I mean, honestly, does anyone really think they can analyze the stock of the heavily shorted Chipotle, with declining comps and slashed numbers, as it is soaring at this moment? Insane? Inane? Who knows anymore?
There are some restaurants we like for the Action Alerts PLUS portfolio, because of the lure of special situations. Panera (PNRA) is rolling out Panera 2.0 nationally throughout next year, and the numbers are so improved that we are waiving any worry over the price to earnings multiple. We keep thinking that the Qdoba division of Jack in the Box (JACK) is going to see some good sales from Chipotle's decline, but the company has said it hasn't happened yet. Could that be because millennials think of Chipotle as fresh and natural first and then as Mexican second? Or does it just take more outbreaks to realize that Qdoba tastes good, too?

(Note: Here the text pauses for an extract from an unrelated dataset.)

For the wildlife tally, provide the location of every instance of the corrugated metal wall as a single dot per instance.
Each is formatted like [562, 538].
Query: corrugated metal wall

No matter, that chain's too cheap.
But cheap is relative. I like that Yum! Brands (YUM) is splitting into a Chinese-based YUM and a rest of world YUM. However, the same-store sales for its KFC chain were disappointing in November - down 3% -- so who needs that? Perhaps only someone who just has to believe it will improve, there. Maybe that's a reasonable assumption. Maybe it's not.
Throughout all of this period, there is only one constant in this group: the big institutions love the turn at McDonald's (MCD). They like the 3% yield. They like the turn in earnings that suggest the 24x forward numbers may ultimately be much lower. They love the balance sheet. And they love the CEO, Steve Easterbrook, because he turned Europe around and he will do the same in the U.S. This stock has the most faith from investors -- even as it is up an astounding 25% for the year.
To me this is a group that defies rationality in the same way that the weather is defying rationality -- something that also has to be playing havoc with both Under Armour (UA) and Columbia Sportswear (COLM) earnings, in the same way that it did for Lululemon (LULU).
You have to make your peace with the perfect and the overpriced, and you have to avoid the values. It's the quintessential market that has become bifurcated into the loved and the hated -and the twain just refuse to meet.